In January 2006, Ilan Halimi (no relation to Sarah), the 23-year-old Jewish manager of a watchmaking shop in the 11th arrondissement, was kidnapped and tortured to death by the Barbarians, a multiracial gang of thugs led by Youssef Fofana, a second-generation Muslim immigrant from Cote d’Ivoire.

In July 2014, in the wake of the second Israel-Gaza war, pro-Palestinian rioters attempted to take over a synagogue on Rue de la Roquette, in the same area. Large numbers of worshippers, including the chief rabbi of Paris, were exfiltrated under heavy police protection.

In January 2015, two French jihadists stormed the premises of the satirical weekly Charlie Hebdo on Rue Nicolas Appert in the 11th arrondissement. The magazine had published caricatures of the Prophet Mohammed. Using automatic weapons, the jihadists killed 12 people (most of the editorial staff, including two 80-year-old illustrators) and wounded 11 additional people.

The 11th arrondissement of Paris, once celebrated for its social, ethnic, and religious diversity, has transformed into a more sinister place.

In November 2015, the Bataclan Theatre, also in the 11th, was the epicenter of large-scale jihadist attacks, in which 130 people were killed and 430 injured.

More jihad-related or antisemitic crimes took place in the area after Sarah Halimi’s murder. In March 2018, another Jewish woman, the 85-year-old Holocaust survivor Mireille Knoll, was stabbed to death and burned at her home on Avenue Philippe-Auguste by young Muslim neighbors.

In September 2020, as the terrorists who decimated Charlie Hebdo were being tried by the Paris Criminal Court, a Pakistani migrant attacked and wounded passers-by with a machete at the weekly’s former premises on Rue Nicolas Appert. Apparently, he was not aware that the publication had moved elsewhere after the 2015 massacre.

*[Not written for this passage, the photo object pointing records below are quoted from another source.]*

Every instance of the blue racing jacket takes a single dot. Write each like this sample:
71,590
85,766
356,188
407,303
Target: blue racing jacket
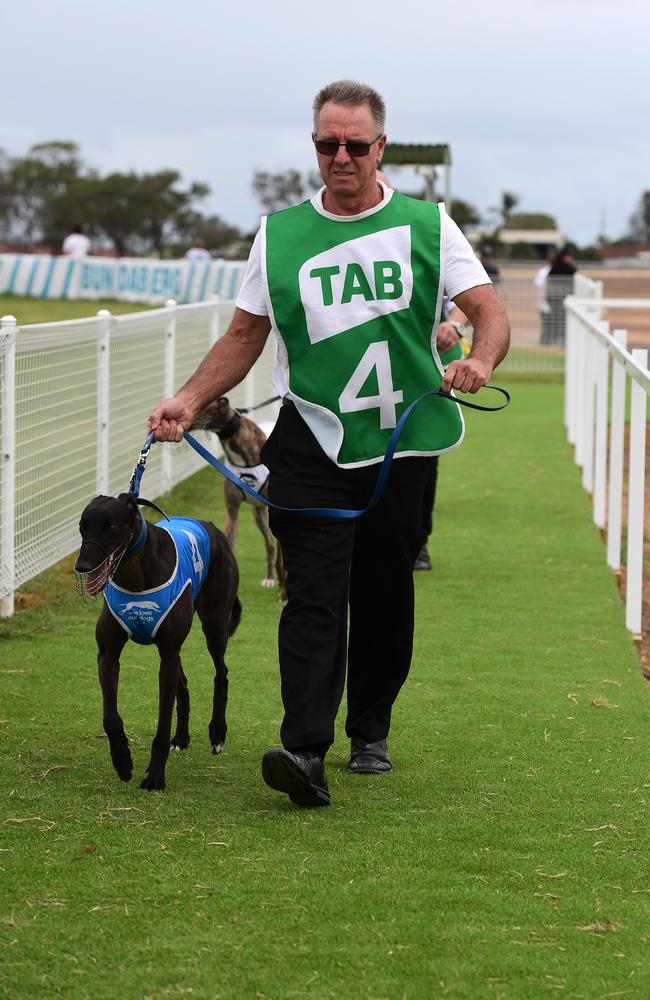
141,614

No doubt can be entertained about Traore’s murderous intentions and deviant religious motivation.

For all that, the circumstances of Sarah Halimi’s assassination were quite particular and should have led to a trial much more swiftly than in most other cases. As Halimi’s brother William Attal later explained on the French TV channel LCI, “no murder has been perpetrated in front of so many witnesses”. The beating went on for at least thirty minutes. Many neighbors were awakened by the knocking, the shouting, and the screaming, and were able to identify both the attacker and the victim. Muslim neighbors distinctly heard Kobili Traore chanting Koranic verses, vilifying the helpless woman for being Jewish, and charging her to be a Sheytan (a Satanic creature). No doubt can be entertained about Traore’s murderous intentions and about his deviant religious motivation.

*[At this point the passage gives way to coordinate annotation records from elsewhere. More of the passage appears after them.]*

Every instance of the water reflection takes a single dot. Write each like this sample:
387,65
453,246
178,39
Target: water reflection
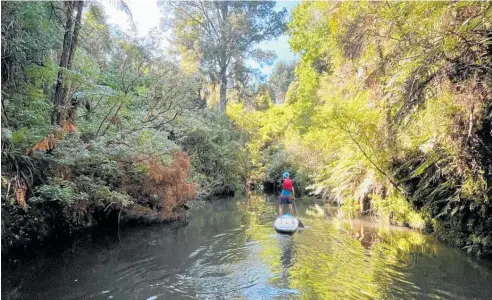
229,250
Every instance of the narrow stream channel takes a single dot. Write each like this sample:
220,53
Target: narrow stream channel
229,250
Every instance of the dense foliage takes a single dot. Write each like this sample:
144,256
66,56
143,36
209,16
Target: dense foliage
390,113
113,131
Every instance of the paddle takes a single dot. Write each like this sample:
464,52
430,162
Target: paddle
295,208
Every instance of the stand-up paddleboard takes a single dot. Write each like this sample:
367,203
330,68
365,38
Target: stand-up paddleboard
286,224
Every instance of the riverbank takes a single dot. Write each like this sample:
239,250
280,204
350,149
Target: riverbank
229,249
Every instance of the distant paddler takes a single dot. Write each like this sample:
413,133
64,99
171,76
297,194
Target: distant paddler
287,195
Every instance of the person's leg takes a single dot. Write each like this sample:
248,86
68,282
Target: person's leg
291,210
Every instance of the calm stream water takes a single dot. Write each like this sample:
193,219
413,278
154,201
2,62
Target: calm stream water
229,250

Moreover, the murder took place in front of many police personnel. Diara Traore, a distant relative of the murderer who was living in the same house, called the police. A unit of the Anti-Crime Brigade (BAC) that happened to be patrolling the neighborhood came almost immediately. Reinforcements arrived within minutes. This large police force failed to rescue Sarah Halimi in time. The police were apparently convinced, until she was defenestrated, that she was still alive and that a rash intervention might be fatal to her. Still, they were by the same token additional witnesses in a criminal investigation.

Instead of prompt justice, a process of cover-up and procrastination set in.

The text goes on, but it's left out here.